Mehmet Ali Uysal, “Clothespin”, Wood and Metal, Liege, Belgium, 2010

Designed by Turkish artist Mehmet Ali Uysal. this unusual clothespin sculpture which adorns the Chaudfontaine park in the outskirts of Liege, Belgium was especially implemented as part of the Festival of the Five Seasons in 2010. The giant “clipper” appears to be holding on tightly to a mold of land and grass, its original appearance attracting the attention and curiosity of cyclists and various travelers.

Francois Schuiten

Illustrations by Francois Schuiten

Baron François Schuiten is a Belgian comic-strip artist and scenographer descending from a family of architects. As Francois Schuiten was just 16 years old, the comic magazine “Pilot“ published his first comic. In addition to his first publications, he enrolled at the Institute Saint-Luc, where he studied under Claude Renard.

Together with the scenographer Benoît Peeters, Schuiten created his most well-known work of art: the series “Les Cités Obscures“ (The Mysterious Cities) which numbered 17 volumes.

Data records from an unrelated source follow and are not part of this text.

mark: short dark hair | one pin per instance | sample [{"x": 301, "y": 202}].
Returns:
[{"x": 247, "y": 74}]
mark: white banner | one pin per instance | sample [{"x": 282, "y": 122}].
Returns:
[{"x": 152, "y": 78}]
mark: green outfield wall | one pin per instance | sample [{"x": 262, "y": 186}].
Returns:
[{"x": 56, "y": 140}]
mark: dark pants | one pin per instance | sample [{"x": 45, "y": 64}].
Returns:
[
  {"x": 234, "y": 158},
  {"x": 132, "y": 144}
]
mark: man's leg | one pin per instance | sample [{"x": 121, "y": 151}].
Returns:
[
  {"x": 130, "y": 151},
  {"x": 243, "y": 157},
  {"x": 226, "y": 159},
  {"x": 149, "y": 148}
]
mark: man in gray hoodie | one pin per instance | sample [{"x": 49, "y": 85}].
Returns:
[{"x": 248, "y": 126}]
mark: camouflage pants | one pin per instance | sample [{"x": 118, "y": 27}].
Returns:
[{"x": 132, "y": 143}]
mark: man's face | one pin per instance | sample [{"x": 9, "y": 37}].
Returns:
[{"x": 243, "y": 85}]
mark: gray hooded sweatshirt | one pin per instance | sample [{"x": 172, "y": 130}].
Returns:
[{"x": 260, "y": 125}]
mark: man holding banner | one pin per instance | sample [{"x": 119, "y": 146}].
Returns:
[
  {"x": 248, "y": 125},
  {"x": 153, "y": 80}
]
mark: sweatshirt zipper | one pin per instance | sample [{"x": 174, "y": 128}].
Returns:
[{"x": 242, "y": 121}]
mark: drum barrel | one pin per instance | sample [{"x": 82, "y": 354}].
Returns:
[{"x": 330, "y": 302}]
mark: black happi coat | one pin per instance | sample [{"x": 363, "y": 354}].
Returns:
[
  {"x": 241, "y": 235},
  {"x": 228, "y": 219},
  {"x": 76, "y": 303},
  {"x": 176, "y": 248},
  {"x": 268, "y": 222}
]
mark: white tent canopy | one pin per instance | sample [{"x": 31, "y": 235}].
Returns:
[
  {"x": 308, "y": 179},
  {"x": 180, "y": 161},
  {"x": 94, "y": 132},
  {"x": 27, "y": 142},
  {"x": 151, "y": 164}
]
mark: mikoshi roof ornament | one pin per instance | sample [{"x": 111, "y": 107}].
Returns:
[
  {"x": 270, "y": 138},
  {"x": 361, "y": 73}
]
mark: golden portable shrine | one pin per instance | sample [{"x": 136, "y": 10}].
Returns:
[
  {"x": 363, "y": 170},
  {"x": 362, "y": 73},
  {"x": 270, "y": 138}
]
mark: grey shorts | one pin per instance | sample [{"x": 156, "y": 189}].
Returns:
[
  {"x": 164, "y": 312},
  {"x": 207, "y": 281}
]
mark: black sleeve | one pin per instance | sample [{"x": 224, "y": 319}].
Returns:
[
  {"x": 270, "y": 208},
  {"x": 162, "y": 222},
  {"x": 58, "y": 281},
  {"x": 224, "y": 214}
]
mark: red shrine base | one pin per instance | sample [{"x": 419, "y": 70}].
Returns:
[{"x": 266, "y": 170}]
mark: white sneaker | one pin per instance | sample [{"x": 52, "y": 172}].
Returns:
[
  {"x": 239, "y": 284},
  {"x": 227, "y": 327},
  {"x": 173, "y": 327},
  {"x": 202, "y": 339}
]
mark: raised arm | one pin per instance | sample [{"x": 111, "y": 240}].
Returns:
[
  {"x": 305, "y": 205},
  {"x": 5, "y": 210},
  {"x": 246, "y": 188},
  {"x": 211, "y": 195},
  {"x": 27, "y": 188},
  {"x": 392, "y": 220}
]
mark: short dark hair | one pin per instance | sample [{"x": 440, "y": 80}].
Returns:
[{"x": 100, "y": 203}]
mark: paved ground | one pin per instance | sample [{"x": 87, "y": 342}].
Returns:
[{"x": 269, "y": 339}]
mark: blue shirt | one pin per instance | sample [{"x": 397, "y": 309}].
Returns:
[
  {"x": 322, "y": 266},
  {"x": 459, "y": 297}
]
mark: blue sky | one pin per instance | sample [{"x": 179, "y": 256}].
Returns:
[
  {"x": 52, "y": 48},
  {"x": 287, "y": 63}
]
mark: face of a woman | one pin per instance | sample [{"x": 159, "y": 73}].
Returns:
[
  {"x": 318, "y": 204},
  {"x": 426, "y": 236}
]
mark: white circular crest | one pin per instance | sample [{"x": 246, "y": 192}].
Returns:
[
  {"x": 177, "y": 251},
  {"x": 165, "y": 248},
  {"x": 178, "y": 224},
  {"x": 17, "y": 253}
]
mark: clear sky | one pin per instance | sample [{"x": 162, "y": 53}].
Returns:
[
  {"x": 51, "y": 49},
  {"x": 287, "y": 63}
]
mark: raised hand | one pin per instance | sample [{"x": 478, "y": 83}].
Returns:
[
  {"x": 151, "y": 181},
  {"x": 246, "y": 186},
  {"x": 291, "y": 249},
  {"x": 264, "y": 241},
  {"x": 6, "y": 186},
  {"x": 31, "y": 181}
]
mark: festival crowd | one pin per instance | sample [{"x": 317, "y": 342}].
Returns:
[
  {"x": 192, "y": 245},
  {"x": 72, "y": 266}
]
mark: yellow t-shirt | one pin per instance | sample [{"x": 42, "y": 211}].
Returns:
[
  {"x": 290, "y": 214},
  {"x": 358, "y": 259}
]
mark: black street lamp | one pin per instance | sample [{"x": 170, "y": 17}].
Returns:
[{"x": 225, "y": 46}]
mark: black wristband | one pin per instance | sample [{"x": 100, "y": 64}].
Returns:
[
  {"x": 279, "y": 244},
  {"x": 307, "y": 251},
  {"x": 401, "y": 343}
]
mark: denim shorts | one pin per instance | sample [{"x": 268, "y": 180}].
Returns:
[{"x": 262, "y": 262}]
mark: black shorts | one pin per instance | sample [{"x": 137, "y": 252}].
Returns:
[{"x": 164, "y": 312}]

Influenced by the literary genre “Steam-Punk”, the content of the series centers about parallel urban worlds and the destruction of the historic cityscape of Brussels.

Francois Schuiten designed subway stations “Arts et Metiers” in Paris and “Porte de Hal” in Brussels. In addition, he was the designer for several Worlds Fairs pavilions : Luxembourg pavilion in Seville, “Planet of Visions” in Hanover in 2000, and the Belgian pavilion in Aichi (Japan) in 2005.

He has just published a Lonely Planet Guide about Brussels and is currently working on the design of future railway museum in Belgium.

Arne Quinze

Arne Quinze, “The Sequence”, Brussels, Belgium, Wooden Sculpture, November 13, 2008-November 13, 2013

The Sequence is a monumental public sculpture designed by Belgian artist and designer Arne Quinze. The artistic intervention located in the heart of Brussels is made from wood and concrete connecting the Flemish Parliament to the House of Representatives physically and symbolically. Acting as a bridge between the public and the government neighbors, it promotes urban interaction and communication.

Quinze lives and works in Sint Martens Latem nearby Ghent, Belgium.